Greetings everyone,

I'm developing small embedded systems.  I can't use Python to program them, I 
have to program the little CPU's in C.  

I want a peripheral I've designed to talk over USB to a Python program on the 
host computer.  The peripheral is spewing data at a reasonably high rate, about 
5,000 16-bit unsigned integers per second.  For now, I'm trying to print these 
numbers as they come in.  Even though I'm working with a fast, up-to-date 
computer, I am finding it difficult for the host computer to keep up with the 
data stream.

The details of my setup: running Python 3.4 on Ubuntu 15.04 x64.  Using 
PySerial to handle UART over USB.  Intel Core i7-4790K CPU @ 4.00GHz.
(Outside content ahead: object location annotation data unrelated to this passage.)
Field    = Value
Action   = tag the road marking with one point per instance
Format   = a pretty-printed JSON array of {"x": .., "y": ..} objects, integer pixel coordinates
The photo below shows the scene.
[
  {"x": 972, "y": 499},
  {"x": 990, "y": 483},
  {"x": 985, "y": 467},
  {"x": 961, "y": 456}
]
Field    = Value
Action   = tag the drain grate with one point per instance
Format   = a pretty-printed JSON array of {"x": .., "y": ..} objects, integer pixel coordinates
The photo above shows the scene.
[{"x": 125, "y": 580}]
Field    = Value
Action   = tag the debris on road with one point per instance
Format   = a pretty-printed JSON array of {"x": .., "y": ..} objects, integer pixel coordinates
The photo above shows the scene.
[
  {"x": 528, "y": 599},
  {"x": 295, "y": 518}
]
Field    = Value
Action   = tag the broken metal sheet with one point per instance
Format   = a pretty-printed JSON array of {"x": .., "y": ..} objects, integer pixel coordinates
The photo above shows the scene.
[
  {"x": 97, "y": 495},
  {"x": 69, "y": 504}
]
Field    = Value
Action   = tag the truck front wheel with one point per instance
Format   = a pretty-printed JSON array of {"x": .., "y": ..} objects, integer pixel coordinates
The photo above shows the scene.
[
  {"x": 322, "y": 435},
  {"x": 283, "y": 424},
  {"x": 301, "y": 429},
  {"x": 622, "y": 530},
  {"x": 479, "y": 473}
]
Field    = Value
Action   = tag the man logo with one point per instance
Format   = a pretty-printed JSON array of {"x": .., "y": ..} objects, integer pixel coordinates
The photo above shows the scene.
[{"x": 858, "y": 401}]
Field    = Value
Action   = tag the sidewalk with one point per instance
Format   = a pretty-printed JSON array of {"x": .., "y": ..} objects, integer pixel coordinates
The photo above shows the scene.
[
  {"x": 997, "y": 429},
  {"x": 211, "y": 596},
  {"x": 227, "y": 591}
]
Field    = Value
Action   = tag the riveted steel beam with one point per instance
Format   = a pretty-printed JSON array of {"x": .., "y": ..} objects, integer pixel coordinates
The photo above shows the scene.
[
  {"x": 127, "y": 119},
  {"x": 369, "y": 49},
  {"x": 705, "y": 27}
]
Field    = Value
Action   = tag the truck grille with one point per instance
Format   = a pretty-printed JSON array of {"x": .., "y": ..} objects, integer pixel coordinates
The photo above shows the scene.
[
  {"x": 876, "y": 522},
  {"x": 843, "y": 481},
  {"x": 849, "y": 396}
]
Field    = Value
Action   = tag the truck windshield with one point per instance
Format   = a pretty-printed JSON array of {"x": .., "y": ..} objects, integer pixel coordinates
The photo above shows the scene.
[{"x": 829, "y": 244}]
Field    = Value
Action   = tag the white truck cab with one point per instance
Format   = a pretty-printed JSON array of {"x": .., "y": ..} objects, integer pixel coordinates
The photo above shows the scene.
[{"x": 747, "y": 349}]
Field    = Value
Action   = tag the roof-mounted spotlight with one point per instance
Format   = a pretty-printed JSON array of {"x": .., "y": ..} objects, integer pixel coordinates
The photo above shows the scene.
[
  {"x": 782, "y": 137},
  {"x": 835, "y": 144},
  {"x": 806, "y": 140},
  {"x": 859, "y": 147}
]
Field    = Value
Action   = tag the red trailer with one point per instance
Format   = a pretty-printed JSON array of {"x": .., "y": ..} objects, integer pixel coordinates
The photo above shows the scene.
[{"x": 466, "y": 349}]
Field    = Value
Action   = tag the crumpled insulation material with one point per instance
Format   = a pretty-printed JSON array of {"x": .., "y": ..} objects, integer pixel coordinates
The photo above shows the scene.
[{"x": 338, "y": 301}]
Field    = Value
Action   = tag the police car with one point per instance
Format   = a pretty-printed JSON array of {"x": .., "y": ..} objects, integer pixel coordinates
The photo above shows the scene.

At first I had the peripheral transmit the numbers as base-10 encoded strings, 
separated by spaces, just so that I could see that I was receiving the right 
values from the peripheral.  My serial port reads look fine -- until they fall 
behind.  But in this first case, I was using up to six bytes to send a two-byte 
value.  Obviously that's wasteful.  So I rewrote the peripheral to send bundles 
of C uint_16's, with each bundle of three numbers separated by a newline.

Now the challenge is to unpack and display those numbers on the Python side.  I 
know that print statements themselves are probably slowing things down, but I 
still want to see that those numbers are correct.  

So, how can I take the byte sequence <0x01 0x02 0x03 0x04 0x05 0x06 \n> that 
Serial.readline() returns to me, and QUICKLY turn it into three integer values, 
258, 772, and 1286?  Better yet, can I write these bytes directly into an array 
(numpy is an option), since I'm going to have a lot of them?

I never thought I would find a task that's easier for me to imagine doing in C 
than in Python, but at the moment this is one.  Thanks for any suggestions!